Ti è mai capitato di fare caso al contatto che si stabilisce tra un musicista e il proprio strumento?

A volte è possibile percepire in maniera distinta un’atmosfera carica di erotismo, di una sensualità più o meno esplicita, ma comunque presente.

Visivamente parlando, forse l’immagine che rende meglio l’idea è quella del suonatore di violoncello, uno strumento che per forme e proporzioni è facile associare ad un corpo femminile.

Poi, il se e il come questa sensualità venga trasmessa attraverso il suono è tutto un altro discorso. Di certo, l’universo musicale pullula di gemme ad alta gradazione erotica.

Per esempio, come non lasciarsi sedurre dal jazz? Prendiamo il Charles Mingus di “The black saint and the sinner lady“, ovvero uno dei dischi più grandiosi che siano mai stati concepiti.

Un’orchestra di 11 elementi si cimenta in un’incredibile composizione costruita in 4 atti. E’ un capolavoro del paradosso, perché qui l’arte della degenerazione si trasforma in redenzione attraverso la musica. E’ un viaggio intenso come non mai con passaggi alla Stravinskij, con armonie ambigue che vagano tra blues e flamenco e con ritmi lascivi ed indolenti in preda ad estenuanti accelerazioni.

Dai titoli ci viene detto che si tratta di un balletto in 6 movimenti. Certo che se di balletto si tratta, mai balletto fu così folle, erotico e geniale allo stesso tempo.

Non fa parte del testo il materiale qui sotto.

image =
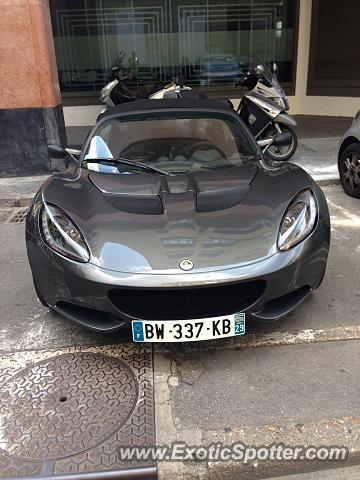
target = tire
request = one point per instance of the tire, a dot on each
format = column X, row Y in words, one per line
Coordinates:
column 349, row 170
column 281, row 153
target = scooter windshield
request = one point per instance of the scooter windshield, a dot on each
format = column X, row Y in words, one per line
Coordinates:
column 266, row 74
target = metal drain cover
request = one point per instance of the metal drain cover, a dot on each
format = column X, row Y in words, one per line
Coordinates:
column 65, row 405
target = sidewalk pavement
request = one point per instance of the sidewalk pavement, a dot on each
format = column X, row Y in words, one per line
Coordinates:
column 318, row 156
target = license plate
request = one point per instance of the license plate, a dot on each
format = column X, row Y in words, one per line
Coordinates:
column 188, row 330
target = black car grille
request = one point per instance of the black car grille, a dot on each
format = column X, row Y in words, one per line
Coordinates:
column 186, row 303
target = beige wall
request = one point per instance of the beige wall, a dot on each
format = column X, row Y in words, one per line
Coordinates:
column 300, row 103
column 310, row 105
column 28, row 75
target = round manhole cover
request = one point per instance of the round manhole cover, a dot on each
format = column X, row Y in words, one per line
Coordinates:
column 65, row 405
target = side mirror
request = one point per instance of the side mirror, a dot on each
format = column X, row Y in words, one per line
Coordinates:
column 259, row 69
column 55, row 151
column 282, row 139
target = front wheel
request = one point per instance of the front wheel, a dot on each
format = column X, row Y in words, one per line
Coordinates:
column 349, row 170
column 281, row 153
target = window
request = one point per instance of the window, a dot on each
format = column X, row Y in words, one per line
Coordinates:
column 209, row 42
column 172, row 143
column 334, row 67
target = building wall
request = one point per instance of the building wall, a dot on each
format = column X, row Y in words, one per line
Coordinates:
column 301, row 103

La psiche straniata e straniante del pazzo ‘Charlie’ raggiunge una delle sue massime espressioni e non a caso le note di copertina sono scritte dal suo psichiatra Edmund Pollock. Questa è solo la prima traccia di un disco da assaporare per intero e con consapevole lentezza.

Tutto un altro discorso per Marvin Gaye. La musica e la vocalità del grande soulman, hanno sempre dato vita ad una sensualità dolce e disincantata, con picchi di insuperato misticismo (è il caso di “Let’s get it on“). Una sensualità che è presente sin dagli esordi per arrivare fino al suo ultimo disco (”Midnight love“, 1982) dove il tentativo di mediare tra soul ed elettronica ottiene buoni esiti come nella celebre “Sexual healing“.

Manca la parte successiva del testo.